Hugo Rifkind: Notebook
We've made some changes
to The Sunday Times
I have never met a panda, but I don’t respect them. In fact, I would venture to say that they are the bear I respect the very least. Generally, I have a lot of time for bears. I admire the way they blur the line between biped and quadruped. I admire, hugely, the way they fish. I’m interested in them. Not that long ago, I found myself googling the phrase “do bears have thumbs?” (No.) But the panda, I don’t respect him at all. I’m not fooled by his face, spray-painted into that perpetual, plaintive simper. He’s a loser. He’s on the way out
This isn’t some beleaguered Yangtze dolphin we are talking about. They have been given every chance. Nature just doesn’t want to make pandas. Pandas don’t even want to make pandas, even when there is nothing else to do. Why? Who knows. Newborn, they look like the crime that sticks out of a flasher’s raincoat. This may have something to do with it.
Panda diplomacy. That says it all. China has tigers, too. But no, it’s the panda they ship off around the world, to represent their country, and slump and simper and expensively not have sex. Because the panda will stand for it. Because he’s a loser.

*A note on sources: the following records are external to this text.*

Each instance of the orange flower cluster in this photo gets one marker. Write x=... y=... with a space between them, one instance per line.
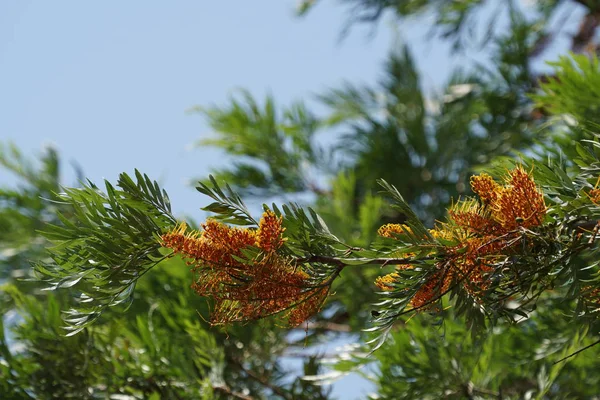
x=246 y=290
x=485 y=232
x=392 y=230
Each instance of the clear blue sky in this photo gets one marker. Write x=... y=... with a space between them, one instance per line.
x=109 y=83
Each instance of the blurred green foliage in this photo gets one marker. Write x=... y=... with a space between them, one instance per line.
x=425 y=145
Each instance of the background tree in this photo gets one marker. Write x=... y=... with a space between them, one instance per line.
x=389 y=132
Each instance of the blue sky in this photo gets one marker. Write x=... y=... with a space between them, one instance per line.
x=108 y=83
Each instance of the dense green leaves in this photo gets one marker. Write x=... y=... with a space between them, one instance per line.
x=111 y=243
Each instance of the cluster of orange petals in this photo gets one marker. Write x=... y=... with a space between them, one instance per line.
x=485 y=233
x=243 y=290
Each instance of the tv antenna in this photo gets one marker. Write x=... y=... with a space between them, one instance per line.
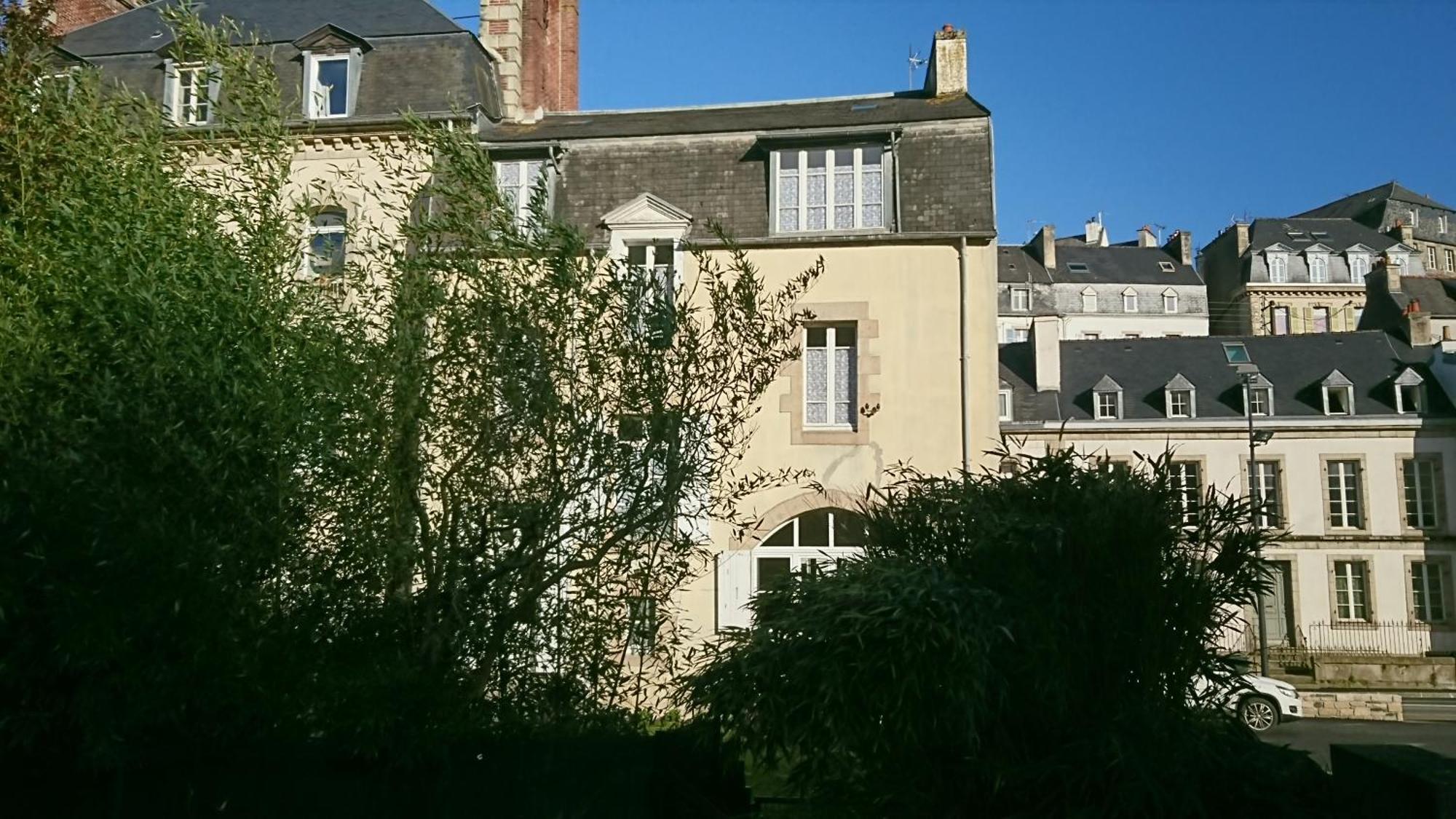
x=915 y=63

Still, this has been a great week in the world of pandas. Gu Gu is a giant panda at Beijing zoo. On Tuesday a teenage boy called Li Xitao climbed into his panda pen and Gu Gu bit him, quite savagely. Now, the interesting thing about this is that this same panda was last in the news a year ago, when another man climbed into his pen. On that occasion, Gu Gu was bitten. That is to say, 2006: Man Bites Panda; 2007: Panda Bites Man.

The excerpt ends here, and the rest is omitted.